Latin America’s spending is expected to grow 11% to an estimated $34 billion (see sidebar, p. 24). This is up from a decline of 6% in 2018. Brazil’s Petroleo Brasileiro SA (Petrobras) and Mexico’s Petroleos Mexicanos (Pemex) are the top Latin American spenders at $13.2 billion (+19%) and $10.5 billion (+15%), respectively. For Petrobras, about 56% of E&P capital is expected to go toward presalt, while the balance will go to postsalt.

In Africa, Barclay’s report shows 12% spending growth for 2019 to about $18 billion compared with 1% spending growth in 2018. The growth is driven by Algeria’s Sonatrach, Nigerian National Petroleum Corp., and Angola’s Sonangol along with Tullow Oil Ltd. and Kosmos Energy Ltd.

Offshore spending is poised to fall another 7% in 2019. Barclays expects 2019 to mark the fifth consecutive year of offshore spending declines, although early signs point to a potential 2020 inflection as the floater rig count is expected to end 2019 at 130 units, up from 116 currently.

Barclays also reported that international upstream spending by NOCs and European IOCs are both expected to rise by 8%. Spending growth from the European IOCs come after international upstream spending fell by 4% in 2018.

BP’s capital expenditures are expected to range $15-17 billion this year compared with $15 billion last year and $16.5 billion in 2017.

Equinor and Total SA’s capital budgets are estimated at $11 billion and $16 billion this year compared with $9.9 billion and $15.5 billion last year.

US-based companies have also released details of their capital budget plans outside North America.

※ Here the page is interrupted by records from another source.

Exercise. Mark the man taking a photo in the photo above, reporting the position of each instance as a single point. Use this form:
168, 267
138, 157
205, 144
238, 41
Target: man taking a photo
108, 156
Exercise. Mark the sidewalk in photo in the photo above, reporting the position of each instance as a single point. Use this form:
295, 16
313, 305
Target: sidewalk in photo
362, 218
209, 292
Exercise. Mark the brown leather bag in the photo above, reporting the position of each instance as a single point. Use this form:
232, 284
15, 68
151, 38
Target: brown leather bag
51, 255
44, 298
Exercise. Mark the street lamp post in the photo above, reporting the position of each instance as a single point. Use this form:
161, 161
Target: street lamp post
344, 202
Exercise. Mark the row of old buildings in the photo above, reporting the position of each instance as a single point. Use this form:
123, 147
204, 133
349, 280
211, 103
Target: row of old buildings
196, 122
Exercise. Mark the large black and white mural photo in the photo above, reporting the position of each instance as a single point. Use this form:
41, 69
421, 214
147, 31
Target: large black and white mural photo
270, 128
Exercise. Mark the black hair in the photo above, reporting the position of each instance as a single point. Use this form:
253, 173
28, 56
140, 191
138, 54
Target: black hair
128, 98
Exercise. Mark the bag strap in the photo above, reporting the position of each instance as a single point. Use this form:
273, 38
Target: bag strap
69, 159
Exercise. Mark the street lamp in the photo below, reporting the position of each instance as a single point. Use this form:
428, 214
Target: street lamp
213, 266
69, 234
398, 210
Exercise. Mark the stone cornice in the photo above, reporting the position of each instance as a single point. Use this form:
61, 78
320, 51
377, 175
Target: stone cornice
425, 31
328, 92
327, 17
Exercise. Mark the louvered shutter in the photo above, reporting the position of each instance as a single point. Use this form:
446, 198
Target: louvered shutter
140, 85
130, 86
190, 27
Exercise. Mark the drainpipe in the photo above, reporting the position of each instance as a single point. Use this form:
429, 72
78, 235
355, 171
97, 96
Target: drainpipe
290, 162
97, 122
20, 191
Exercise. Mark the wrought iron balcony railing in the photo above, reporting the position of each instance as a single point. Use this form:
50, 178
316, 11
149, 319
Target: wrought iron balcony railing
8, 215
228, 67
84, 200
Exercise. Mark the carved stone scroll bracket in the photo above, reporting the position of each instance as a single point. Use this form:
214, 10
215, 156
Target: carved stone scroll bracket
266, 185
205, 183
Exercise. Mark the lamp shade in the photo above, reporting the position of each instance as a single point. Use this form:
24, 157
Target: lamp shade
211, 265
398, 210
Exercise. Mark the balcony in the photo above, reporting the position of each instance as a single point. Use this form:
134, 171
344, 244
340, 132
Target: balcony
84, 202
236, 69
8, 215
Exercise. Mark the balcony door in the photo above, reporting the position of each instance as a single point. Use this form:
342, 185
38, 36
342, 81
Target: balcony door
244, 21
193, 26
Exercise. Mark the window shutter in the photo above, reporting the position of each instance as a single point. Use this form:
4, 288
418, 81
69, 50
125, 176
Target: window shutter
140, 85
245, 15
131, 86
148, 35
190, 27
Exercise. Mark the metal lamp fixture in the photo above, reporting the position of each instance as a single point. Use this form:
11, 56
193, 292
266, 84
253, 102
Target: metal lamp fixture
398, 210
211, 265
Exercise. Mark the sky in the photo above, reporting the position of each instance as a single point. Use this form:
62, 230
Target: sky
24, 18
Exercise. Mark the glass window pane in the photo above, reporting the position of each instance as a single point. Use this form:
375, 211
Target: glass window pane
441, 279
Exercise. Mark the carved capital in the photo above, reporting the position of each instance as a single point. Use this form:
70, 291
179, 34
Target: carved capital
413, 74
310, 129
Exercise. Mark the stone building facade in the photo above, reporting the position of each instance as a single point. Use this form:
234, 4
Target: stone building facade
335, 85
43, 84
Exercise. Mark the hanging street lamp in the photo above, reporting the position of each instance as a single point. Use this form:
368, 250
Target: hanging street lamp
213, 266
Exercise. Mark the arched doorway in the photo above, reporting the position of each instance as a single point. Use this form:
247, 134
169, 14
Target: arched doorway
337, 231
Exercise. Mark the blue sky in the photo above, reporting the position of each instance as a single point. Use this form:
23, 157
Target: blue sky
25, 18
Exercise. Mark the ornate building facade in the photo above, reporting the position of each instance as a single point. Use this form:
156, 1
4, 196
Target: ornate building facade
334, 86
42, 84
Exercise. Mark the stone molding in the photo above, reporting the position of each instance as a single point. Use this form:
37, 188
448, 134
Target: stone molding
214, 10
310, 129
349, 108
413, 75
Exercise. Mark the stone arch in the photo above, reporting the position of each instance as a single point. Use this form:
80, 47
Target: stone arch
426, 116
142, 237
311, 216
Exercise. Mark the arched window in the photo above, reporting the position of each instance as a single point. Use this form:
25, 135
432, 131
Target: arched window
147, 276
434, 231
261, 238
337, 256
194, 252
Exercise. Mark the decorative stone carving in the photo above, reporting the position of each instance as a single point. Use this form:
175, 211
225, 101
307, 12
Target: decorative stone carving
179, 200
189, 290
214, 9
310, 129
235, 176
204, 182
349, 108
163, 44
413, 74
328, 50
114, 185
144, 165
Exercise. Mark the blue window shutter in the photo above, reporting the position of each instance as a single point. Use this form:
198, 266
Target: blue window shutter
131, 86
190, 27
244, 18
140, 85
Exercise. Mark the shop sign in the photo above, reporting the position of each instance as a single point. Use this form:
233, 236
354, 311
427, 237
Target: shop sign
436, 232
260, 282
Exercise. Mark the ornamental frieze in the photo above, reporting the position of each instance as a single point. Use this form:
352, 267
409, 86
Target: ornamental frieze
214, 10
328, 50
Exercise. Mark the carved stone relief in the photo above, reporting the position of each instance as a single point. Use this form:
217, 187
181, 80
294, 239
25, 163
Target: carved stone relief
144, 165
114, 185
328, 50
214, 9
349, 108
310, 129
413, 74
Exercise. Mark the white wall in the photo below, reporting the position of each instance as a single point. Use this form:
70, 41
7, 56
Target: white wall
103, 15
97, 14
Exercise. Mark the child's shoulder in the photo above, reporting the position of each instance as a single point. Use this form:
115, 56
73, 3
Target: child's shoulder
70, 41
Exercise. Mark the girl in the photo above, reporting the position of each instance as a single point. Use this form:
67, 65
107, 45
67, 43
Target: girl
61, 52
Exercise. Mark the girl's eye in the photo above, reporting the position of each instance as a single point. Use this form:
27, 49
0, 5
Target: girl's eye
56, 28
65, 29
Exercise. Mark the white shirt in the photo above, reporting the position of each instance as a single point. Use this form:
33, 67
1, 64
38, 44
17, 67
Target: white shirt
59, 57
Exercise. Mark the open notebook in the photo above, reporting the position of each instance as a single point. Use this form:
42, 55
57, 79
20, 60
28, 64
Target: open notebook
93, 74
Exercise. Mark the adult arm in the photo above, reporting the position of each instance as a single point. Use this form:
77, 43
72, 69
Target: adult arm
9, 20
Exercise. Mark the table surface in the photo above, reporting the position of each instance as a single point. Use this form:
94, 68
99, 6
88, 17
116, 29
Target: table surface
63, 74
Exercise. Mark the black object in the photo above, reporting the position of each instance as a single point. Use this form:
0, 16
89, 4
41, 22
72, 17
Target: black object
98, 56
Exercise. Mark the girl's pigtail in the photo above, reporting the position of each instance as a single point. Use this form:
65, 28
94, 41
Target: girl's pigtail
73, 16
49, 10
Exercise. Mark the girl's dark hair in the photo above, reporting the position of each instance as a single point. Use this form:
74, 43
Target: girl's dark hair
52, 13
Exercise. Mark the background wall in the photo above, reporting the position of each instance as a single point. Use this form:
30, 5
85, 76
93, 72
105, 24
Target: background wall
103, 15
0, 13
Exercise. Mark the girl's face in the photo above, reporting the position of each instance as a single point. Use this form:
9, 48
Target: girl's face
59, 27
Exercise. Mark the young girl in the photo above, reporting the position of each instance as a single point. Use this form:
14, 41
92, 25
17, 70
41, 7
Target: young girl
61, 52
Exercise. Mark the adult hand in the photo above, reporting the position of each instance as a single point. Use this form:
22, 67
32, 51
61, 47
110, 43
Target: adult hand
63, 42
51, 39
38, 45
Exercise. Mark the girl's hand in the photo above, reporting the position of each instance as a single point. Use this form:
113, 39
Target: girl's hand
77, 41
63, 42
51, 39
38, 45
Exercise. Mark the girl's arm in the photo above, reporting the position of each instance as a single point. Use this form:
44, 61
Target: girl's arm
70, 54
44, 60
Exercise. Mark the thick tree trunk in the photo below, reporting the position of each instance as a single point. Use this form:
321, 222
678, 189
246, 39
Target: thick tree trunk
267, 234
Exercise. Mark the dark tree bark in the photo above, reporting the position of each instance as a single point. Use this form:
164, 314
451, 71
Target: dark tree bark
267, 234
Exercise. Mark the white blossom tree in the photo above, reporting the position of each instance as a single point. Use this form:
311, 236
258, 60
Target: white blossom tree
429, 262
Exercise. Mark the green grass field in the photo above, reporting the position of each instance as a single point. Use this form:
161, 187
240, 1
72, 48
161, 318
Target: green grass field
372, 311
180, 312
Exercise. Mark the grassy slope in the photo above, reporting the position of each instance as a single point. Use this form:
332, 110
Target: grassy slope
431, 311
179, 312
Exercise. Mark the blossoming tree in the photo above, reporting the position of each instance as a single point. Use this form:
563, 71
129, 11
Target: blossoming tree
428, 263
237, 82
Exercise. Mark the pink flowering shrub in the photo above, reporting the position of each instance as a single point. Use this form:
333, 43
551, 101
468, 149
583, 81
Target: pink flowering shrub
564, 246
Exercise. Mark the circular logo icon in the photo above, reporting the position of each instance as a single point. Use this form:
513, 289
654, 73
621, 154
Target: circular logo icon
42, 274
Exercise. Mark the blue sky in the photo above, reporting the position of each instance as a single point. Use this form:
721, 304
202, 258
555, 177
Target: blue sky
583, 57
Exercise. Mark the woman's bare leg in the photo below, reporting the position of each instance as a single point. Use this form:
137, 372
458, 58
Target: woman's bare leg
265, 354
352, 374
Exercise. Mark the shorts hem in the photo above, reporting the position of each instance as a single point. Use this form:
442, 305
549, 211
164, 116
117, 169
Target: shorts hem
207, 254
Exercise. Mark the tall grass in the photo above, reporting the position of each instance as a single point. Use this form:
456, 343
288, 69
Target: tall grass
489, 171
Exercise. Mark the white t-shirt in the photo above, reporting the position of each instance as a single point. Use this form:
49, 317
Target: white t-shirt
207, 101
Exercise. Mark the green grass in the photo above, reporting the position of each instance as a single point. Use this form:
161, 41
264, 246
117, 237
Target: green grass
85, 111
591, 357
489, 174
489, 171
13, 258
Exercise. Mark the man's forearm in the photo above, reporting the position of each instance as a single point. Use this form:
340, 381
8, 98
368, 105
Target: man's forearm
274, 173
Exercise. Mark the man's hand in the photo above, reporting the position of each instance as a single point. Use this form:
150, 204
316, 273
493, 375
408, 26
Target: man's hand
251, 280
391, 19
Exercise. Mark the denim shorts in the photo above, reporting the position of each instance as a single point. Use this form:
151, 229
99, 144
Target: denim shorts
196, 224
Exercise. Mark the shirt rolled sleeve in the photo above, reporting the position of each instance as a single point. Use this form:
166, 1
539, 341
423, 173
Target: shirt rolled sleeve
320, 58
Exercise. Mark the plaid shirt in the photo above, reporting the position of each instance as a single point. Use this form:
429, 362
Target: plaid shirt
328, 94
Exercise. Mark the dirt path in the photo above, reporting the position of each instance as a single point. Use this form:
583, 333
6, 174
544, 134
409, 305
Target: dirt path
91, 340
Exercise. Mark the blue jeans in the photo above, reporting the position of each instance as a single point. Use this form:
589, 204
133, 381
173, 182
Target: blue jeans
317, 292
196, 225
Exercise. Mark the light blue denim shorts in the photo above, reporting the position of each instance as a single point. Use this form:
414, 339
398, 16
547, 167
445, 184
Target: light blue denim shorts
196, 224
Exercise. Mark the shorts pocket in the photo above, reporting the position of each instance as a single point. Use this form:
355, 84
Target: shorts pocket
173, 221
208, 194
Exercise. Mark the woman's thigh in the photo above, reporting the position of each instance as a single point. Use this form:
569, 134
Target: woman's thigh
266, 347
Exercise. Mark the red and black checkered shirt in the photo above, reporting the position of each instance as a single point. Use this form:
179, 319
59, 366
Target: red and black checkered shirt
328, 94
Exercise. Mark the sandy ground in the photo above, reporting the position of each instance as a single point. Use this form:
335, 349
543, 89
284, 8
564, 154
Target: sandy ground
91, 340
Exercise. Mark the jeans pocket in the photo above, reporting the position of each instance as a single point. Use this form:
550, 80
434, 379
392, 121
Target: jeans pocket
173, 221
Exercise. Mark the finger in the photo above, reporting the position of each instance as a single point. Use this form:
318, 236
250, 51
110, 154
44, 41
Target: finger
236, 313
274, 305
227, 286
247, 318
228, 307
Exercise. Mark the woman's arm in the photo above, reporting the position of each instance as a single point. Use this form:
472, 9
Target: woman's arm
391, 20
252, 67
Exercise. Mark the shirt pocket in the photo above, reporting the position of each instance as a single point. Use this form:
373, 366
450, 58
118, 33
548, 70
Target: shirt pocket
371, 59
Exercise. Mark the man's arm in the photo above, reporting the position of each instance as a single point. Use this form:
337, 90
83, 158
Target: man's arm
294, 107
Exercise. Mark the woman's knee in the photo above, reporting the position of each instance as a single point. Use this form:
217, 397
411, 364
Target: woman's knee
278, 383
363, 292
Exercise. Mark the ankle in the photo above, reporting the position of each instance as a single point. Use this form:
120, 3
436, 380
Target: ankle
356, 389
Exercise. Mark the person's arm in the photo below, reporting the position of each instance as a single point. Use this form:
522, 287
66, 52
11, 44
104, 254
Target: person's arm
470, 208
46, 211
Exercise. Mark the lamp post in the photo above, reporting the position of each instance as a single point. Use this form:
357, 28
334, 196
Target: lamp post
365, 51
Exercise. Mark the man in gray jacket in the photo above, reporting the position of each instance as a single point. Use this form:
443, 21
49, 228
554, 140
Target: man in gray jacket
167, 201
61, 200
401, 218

ExxonMobil’s spending for international upstream decreased slightly to $12.5 billion in 2018 from $13 billion in 2017. A key driver of international upstream growth in 2019 is in Guyana, where exploration success has added 3.2 billion boe (gross) of recoverable resource and plans are in place for development and further exploration.

Chevron’s international upstream spending will decrease consecutively to $9.7 billion this year, down from $10.5 billion for 2018 and $11.2 billion for 2017. In 2019, about $4.3 billion is associated with the Future Growth Project at the Tengiz field in Kazakhstan. Global exploration funding is expected to be about $1.3 billion.